It seems Structural GenomiX never stops hiring, at least not for its upper echelon. The company announced that Stephen Burley came aboard as chief scientific officer and senior vice president of R&D, and Mike Grey became chief business officer.
Burley, 43, joins SGX in January from Rockefeller University, where he’s a professor and provost, as well as an investigator with the Howard Hughes Medical Institute. “I became increasingly interested in finding small-molecule inhibitors targeted at medically important proteins,” Burley says, “and work in structural genomics here in New York is limited by the size of the investment we can make in automation and chemistry.” The private sector certainly had advantages, but it wasn’t a private-versus-public decision for him. Burley is the principal investigator for an NIH-funded structural genomics consortium in New York, and he will not only continue working with the group but will also use the SGX infrastructure to help speed up the consortium’s efforts.

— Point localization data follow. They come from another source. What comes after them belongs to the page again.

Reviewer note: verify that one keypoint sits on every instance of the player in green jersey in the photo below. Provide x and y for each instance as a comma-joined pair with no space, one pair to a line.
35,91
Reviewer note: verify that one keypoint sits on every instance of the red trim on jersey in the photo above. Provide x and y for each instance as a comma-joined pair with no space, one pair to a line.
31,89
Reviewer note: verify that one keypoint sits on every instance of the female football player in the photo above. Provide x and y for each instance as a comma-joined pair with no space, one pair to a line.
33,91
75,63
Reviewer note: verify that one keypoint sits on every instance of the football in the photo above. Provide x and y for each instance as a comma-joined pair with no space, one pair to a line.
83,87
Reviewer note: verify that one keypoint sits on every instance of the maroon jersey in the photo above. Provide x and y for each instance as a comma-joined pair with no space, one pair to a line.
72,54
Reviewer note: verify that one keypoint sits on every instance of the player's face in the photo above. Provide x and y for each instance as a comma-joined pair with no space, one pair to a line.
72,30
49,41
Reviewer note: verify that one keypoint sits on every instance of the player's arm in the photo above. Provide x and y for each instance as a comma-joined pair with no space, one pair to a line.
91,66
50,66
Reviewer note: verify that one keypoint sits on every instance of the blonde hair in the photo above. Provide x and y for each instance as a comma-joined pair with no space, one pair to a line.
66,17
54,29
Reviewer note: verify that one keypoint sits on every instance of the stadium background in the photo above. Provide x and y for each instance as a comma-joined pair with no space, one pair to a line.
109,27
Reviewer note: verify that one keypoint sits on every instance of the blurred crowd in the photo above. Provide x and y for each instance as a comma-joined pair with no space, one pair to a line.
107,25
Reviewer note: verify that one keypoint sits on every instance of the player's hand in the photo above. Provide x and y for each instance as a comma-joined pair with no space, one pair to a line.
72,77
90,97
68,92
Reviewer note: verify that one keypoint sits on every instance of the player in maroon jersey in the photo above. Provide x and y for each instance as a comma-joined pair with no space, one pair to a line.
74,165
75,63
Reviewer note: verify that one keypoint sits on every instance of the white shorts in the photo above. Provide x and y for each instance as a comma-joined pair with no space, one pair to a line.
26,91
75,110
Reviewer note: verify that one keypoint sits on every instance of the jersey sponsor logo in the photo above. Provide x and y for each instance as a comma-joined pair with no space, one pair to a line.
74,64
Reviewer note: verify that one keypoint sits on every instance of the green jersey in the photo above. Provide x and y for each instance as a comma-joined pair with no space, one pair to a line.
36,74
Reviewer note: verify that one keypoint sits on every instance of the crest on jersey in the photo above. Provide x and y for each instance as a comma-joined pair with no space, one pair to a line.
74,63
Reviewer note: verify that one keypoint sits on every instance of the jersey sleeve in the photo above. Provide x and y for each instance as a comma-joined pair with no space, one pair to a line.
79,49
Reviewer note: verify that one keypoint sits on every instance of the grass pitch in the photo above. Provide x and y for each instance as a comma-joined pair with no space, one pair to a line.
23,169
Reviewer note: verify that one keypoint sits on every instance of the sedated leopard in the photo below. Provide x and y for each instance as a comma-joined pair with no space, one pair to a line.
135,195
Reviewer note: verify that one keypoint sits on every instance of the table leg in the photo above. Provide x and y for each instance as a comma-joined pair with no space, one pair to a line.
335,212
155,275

A cofounder of Prospect Genomics, acquired by SGX, Burley was intrigued by the company’s technology. “The thing that impressed me about SGX is the robotic platform for going from genes to expressed proteins to crystals and then to x-ray structures of the protein in very short order,” he says. The company’s crystallography facility at the advanced photon source at Argonne, expected to be operational this month, added incentive. “It means you can do in a matter of a few minutes what used to take days to weeks,” Burley says.
A UK native, Burley’s career has taken him around the globe — he’s lived in Australia and Canada, attended Harvard medical school and did postdoc work at MIT, and now expects to be in southern California “for the duration.”
SGX also brought on CBO Mike Grey, who spent nearly 20 years at Glaxo before becoming president of BioChem Therapeutics and then CEO and president of Trega Biosciences, which was acquired by Lion Bioscience. After two headliner positions, CBO could be seen as a step down — but Grey, 48, is quick to dispel that idea. “I had a number of opportunities to be the CEO of another company,” he says. “My taking [chief business officer] is really a reflection of my views as to the nature of the opportunity that we have.”
Grey, a chemist by training, says his post-merger departure from Trega-turned-Lion was amicable. “The area of technology that [Trega] could command was relatively small,” he says. “It made sense to combine with another company such as Lion.”
He sees SGX, though, as having enough breadth in the market to survive on its own, and his goal is to build the company quickly. It should be a leader in the protein structure field, he argues, with its near-real-time crystallization and determination capabilities. He’ll also seek out collaborations and partnerships while keeping an eye on the end goal, discovery.